Are Child Trust Funds the new shares?

Many parents may have chosen shares as the way to shore up some cash for when their youngsters reach the age of 18. But as the credit crunch continues and investors become wary, putting money into a Child Trust Fund could be a new savings avenue which UK adults wish to take.

By Rachel Jones
Know Your Money Editor

Parents looking for a way to build up a nest egg for their children may have, up until now, relied on savings accounts as a way to stash their cash. But with many banks and building societies withdrawing their best performing products as the Bank of England's recent interest rate cut gets taken onboard, many savers may be left wondering where to put their hard-earned money. One financial product that experts are urging parents to make the most of is a Child Trust Fund (CTF). Since it cannot be accessed until youngsters reach the age of 18, this could be viewed as a long-term savings vehicle that can provide some financial stability for life's decisions - a new car, home, university or a round-the-world trip. But are CTFs more fruitful than investing in shares, an avenue that many parents may have gone down in the hope of shoring up some money for their kids?

Sharing the wealth among Britons

According to the Guardian: "The conventional wisdom was for parents to invest in shares - but with the markets in turmoil, the safe option may be the long-term winner." Such a winner, the newspaper notes, could be a CTF. Shares have historically performed better than savings accounts over a longer period and therefore many adults choose to provide for their kids' futures in this way.

But according to Lloyds TSB Wealth Management, 28 per cent of stock market investors claim that they have moved all or some of their money into investments such as bonds or cash over the past six months.

"Money is still moving to safer investments, such as cash and bonds, as confidence in the future of the markets continues to be shaky. However, investors should keep an eye on their long-term goals and seek professional advice before making any decisions," urges Nathan Moss, managing director of Lloyds TSB Wealth Management.

The research also reveals that 58 per cent of investors are concerned about stock market investments over the coming year, although a fifth feel confident about the future of this area.

But why are CTFs perceived to be the more sensible option for parents?

Placing trust in a child's future

The government provides every child who was born on or after September 1st 2002 with a voucher worth up to £500 which must be used to open a CTF account by parents on their kids' behalf. Family members can place up to £1,200 a year in the account and all gains and income are tax-free. As such, parents may want to ask friends and family to contribute to the account, rather than buy their children gifts on birthdays or at Christmas. This could be a credit-crunching solution for individuals worried that youngsters will soon get bored of their presents and never use them again.

And according to the Children's Mutual, over four million children aged up to six-and-a-quarter now have a CTF in their name. The organisation reveals that many parents are taking the recession as an opportunity to start bolstering their offspring's financial security and that the credit crunch has brought home just how important putting money aside is for when it is most needed.
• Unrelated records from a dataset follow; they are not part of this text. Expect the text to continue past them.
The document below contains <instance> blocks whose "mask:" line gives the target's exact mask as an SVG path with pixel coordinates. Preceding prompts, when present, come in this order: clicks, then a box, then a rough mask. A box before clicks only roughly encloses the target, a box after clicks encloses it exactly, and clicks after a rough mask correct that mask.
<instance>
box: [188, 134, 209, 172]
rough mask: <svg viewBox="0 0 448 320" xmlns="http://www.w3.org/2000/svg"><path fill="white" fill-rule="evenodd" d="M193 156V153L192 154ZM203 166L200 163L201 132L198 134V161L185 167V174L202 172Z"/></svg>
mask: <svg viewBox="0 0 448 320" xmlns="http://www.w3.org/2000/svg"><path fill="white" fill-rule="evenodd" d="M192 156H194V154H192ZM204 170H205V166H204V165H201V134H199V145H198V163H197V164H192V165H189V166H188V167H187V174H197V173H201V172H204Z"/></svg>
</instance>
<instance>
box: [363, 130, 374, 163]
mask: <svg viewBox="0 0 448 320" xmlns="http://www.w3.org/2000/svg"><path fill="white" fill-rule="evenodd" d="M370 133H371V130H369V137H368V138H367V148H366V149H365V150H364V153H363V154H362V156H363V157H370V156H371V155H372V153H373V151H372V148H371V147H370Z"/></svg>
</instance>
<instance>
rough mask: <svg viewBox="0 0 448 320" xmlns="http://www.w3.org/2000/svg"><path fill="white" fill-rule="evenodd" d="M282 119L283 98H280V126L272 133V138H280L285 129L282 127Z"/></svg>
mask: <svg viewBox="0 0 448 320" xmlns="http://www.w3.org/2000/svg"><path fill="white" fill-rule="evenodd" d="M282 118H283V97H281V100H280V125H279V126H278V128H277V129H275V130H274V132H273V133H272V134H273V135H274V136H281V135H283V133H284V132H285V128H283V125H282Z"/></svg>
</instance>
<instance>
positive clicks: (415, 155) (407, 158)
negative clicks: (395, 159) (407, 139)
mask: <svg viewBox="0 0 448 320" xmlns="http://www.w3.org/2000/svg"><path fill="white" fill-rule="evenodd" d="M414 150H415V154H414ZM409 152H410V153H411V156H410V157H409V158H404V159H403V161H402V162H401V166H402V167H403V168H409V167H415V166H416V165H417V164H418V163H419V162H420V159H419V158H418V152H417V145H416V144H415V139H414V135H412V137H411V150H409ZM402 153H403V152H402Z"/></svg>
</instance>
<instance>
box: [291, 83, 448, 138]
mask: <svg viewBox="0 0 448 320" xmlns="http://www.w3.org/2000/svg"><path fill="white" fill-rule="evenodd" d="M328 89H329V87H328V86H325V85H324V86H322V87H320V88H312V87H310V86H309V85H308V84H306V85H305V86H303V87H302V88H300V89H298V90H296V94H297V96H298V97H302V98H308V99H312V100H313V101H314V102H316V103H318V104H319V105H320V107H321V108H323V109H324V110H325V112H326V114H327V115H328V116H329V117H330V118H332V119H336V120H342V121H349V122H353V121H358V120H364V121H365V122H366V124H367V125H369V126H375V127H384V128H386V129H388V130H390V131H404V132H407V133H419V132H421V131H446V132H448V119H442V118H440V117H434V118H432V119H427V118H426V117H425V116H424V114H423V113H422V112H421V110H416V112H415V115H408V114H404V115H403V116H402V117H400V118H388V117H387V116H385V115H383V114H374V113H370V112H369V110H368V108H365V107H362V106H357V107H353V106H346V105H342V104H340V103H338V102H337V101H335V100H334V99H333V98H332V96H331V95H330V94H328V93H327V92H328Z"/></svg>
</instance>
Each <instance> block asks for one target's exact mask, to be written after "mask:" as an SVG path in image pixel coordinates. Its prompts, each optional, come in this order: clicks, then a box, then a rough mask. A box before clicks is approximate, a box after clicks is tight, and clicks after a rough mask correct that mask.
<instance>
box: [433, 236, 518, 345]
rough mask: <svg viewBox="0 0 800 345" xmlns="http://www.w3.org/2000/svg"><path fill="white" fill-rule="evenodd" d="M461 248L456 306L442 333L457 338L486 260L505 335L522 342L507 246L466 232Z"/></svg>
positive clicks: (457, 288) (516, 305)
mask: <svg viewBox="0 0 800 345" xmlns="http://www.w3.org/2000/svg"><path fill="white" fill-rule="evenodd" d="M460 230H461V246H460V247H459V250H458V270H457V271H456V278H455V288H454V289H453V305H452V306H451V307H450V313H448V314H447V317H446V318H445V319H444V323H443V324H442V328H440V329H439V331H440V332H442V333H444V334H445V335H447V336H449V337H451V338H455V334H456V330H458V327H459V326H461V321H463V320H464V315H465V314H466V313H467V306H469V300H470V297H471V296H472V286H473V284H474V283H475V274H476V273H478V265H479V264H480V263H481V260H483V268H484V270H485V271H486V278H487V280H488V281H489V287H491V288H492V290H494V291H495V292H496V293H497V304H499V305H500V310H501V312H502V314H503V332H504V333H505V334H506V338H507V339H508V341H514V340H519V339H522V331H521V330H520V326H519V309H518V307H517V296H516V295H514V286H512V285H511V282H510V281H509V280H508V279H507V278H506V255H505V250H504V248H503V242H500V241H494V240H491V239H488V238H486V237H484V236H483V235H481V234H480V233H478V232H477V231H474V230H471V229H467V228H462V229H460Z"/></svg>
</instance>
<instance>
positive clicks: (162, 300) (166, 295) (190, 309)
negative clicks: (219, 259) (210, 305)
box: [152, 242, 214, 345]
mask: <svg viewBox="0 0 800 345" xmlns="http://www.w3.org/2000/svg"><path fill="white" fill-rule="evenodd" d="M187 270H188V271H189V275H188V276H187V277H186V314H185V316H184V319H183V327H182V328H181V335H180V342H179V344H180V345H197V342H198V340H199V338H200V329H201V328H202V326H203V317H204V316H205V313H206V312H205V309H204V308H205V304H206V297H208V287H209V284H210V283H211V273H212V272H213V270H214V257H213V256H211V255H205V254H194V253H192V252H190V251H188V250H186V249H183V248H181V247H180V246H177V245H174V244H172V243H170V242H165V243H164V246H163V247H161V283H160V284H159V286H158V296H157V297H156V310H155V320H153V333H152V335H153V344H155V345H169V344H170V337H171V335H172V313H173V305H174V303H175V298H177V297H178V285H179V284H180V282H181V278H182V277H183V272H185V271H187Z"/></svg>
Getting a foot on the property ladder and funding education and training are some of the ways this money could be used.

David White, chief executive of the Children's Mutual, comments: "The CTF is well placed to assist families in planning their children's financial future, especially at these difficult times, as it allows any family member or friend to contribute. In this way, ensuring that through a group effort of little and often, children can maximise the potential future growth of their fund."

Since 2007 there has been a 16 per cent increase of customers choosing the Children's Mutual to open a CTF, the organisation claims. And a record number of parents invested their children's Christmas money into these accounts. Pointing out how easy it could be to build up a substantial cash pot, it states that if both sets of grandparents paid in £10 a month, almost £12,000 could be at hand for when a child reaches 18.
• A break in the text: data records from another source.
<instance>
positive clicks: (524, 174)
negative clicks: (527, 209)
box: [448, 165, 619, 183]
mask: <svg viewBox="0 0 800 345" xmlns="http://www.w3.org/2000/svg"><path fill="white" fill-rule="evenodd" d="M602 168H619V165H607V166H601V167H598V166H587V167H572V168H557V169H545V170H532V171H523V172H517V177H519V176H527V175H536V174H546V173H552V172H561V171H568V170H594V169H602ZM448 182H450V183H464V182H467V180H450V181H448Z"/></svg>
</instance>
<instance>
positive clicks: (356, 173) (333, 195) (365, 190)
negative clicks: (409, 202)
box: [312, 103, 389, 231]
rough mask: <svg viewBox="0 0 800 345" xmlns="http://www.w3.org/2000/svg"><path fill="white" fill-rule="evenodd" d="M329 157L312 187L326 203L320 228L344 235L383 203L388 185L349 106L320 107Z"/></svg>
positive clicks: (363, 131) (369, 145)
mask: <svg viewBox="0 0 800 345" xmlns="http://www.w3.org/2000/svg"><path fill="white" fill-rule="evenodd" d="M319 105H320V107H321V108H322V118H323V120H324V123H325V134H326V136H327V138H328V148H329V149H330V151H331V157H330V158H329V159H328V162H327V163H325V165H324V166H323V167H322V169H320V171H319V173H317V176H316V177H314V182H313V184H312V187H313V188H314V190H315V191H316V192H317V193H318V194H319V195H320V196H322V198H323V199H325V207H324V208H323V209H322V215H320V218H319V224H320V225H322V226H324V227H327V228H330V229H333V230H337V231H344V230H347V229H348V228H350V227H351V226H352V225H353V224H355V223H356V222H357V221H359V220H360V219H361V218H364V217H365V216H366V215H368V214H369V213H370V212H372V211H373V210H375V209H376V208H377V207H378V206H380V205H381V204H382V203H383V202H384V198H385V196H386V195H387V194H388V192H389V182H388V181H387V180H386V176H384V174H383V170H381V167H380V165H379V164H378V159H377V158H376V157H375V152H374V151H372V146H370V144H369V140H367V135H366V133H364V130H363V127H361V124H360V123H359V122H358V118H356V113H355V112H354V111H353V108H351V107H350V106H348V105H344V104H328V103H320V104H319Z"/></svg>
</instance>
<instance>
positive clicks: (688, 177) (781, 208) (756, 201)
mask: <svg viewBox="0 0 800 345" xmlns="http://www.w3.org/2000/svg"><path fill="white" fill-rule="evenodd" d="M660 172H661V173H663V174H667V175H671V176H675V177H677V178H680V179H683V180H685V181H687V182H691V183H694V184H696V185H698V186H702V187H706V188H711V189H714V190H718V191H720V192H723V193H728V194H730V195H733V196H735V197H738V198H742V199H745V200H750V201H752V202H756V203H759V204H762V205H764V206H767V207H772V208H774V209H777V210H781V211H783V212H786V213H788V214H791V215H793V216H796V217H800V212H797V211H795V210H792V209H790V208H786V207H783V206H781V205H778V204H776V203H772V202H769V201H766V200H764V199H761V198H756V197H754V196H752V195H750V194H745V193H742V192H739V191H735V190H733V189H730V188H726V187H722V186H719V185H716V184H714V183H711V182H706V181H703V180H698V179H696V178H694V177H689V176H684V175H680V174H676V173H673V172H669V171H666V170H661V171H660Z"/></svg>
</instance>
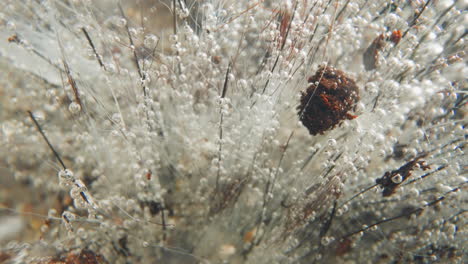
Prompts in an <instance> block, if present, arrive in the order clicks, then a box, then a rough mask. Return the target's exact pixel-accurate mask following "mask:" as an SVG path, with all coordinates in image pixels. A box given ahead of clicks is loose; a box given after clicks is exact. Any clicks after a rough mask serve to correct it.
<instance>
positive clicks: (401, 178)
mask: <svg viewBox="0 0 468 264" xmlns="http://www.w3.org/2000/svg"><path fill="white" fill-rule="evenodd" d="M402 181H403V177H402V176H401V175H400V174H396V175H395V176H393V177H392V182H393V183H396V184H399V183H401V182H402Z"/></svg>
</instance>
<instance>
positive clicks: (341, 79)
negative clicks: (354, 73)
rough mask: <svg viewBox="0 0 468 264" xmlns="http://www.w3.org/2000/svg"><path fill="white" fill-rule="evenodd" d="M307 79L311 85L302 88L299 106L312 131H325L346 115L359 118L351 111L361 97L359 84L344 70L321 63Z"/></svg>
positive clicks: (353, 118)
mask: <svg viewBox="0 0 468 264" xmlns="http://www.w3.org/2000/svg"><path fill="white" fill-rule="evenodd" d="M308 82H309V84H310V86H309V88H307V90H306V91H305V92H302V97H301V104H300V105H299V106H298V108H297V109H298V114H299V119H300V120H301V122H302V124H304V126H305V127H306V128H307V129H308V130H309V133H310V134H311V135H317V134H319V133H320V134H323V132H324V131H326V130H330V129H333V128H334V127H335V126H337V125H338V124H340V123H341V121H343V120H344V119H354V118H356V116H355V115H352V114H350V113H349V111H351V110H352V109H353V108H354V106H355V104H356V102H357V101H358V100H359V88H358V87H357V85H356V83H355V82H354V81H353V80H352V79H351V78H349V77H347V76H346V75H345V74H344V73H343V72H342V71H339V70H336V69H334V68H332V67H325V66H321V67H320V68H319V69H318V71H317V72H316V73H315V75H314V76H312V77H310V78H309V80H308Z"/></svg>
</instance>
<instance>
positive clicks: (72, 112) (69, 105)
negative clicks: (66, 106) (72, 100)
mask: <svg viewBox="0 0 468 264" xmlns="http://www.w3.org/2000/svg"><path fill="white" fill-rule="evenodd" d="M68 110H69V111H70V112H71V113H72V114H77V113H79V112H80V111H81V106H80V104H78V103H77V102H75V101H73V102H71V104H70V105H69V106H68Z"/></svg>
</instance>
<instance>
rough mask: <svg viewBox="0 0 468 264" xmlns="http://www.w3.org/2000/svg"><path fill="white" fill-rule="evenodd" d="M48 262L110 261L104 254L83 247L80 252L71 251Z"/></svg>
mask: <svg viewBox="0 0 468 264" xmlns="http://www.w3.org/2000/svg"><path fill="white" fill-rule="evenodd" d="M47 263H48V264H59V263H60V264H104V263H106V264H107V263H108V262H107V261H106V260H105V259H104V257H103V256H101V255H99V254H96V253H94V252H93V251H91V250H89V249H83V250H81V251H80V253H74V252H69V253H68V254H67V255H66V256H65V255H62V256H59V257H57V258H54V259H52V260H50V261H49V262H47Z"/></svg>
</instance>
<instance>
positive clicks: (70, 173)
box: [57, 169, 75, 186]
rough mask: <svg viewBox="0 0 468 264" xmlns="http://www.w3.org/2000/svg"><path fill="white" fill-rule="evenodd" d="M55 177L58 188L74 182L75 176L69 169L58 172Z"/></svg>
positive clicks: (71, 171) (61, 170)
mask: <svg viewBox="0 0 468 264" xmlns="http://www.w3.org/2000/svg"><path fill="white" fill-rule="evenodd" d="M57 175H58V178H59V184H60V186H69V185H72V184H73V183H74V182H75V176H74V175H73V172H72V171H71V170H69V169H64V170H60V171H59V172H58V174H57Z"/></svg>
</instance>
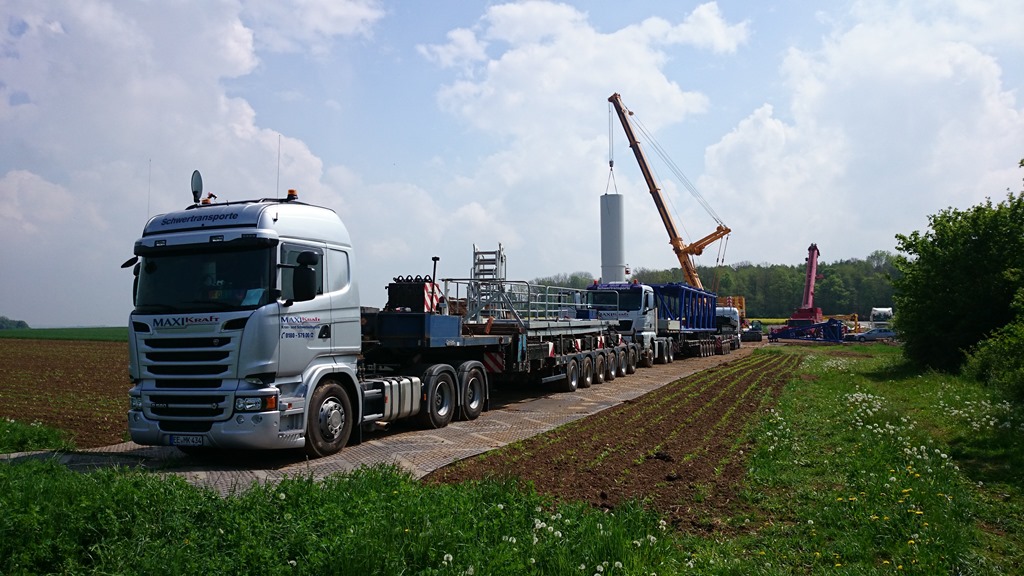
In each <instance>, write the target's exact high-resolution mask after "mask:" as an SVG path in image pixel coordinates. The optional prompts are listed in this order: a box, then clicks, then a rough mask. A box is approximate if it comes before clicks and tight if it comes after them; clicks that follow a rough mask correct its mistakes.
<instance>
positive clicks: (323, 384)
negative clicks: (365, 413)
mask: <svg viewBox="0 0 1024 576" xmlns="http://www.w3.org/2000/svg"><path fill="white" fill-rule="evenodd" d="M353 416H354V415H353V413H352V401H351V400H350V399H349V398H348V393H346V392H345V388H343V387H341V384H339V383H338V382H337V381H335V380H324V381H323V382H321V383H319V385H317V386H316V389H315V390H313V396H312V399H311V400H310V404H309V408H308V415H307V417H306V454H308V455H309V456H311V457H313V458H319V457H322V456H330V455H331V454H335V453H337V452H338V451H340V450H341V449H342V448H344V447H345V445H346V444H348V437H349V436H350V435H351V434H352V420H353Z"/></svg>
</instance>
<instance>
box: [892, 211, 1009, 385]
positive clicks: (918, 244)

Taking stock of the situation

The stock market can rise and fall, meaning large amounts of money invested could be wiped out, while rumours of companies on the brink of collapse may render shares worthless. CTFs could be the way for parents to give their offspring a financial head start for later life. But as with all financial products, Britons need to shop around and ask for advice when choosing a stakeholder, shares-based or savings-based CTF.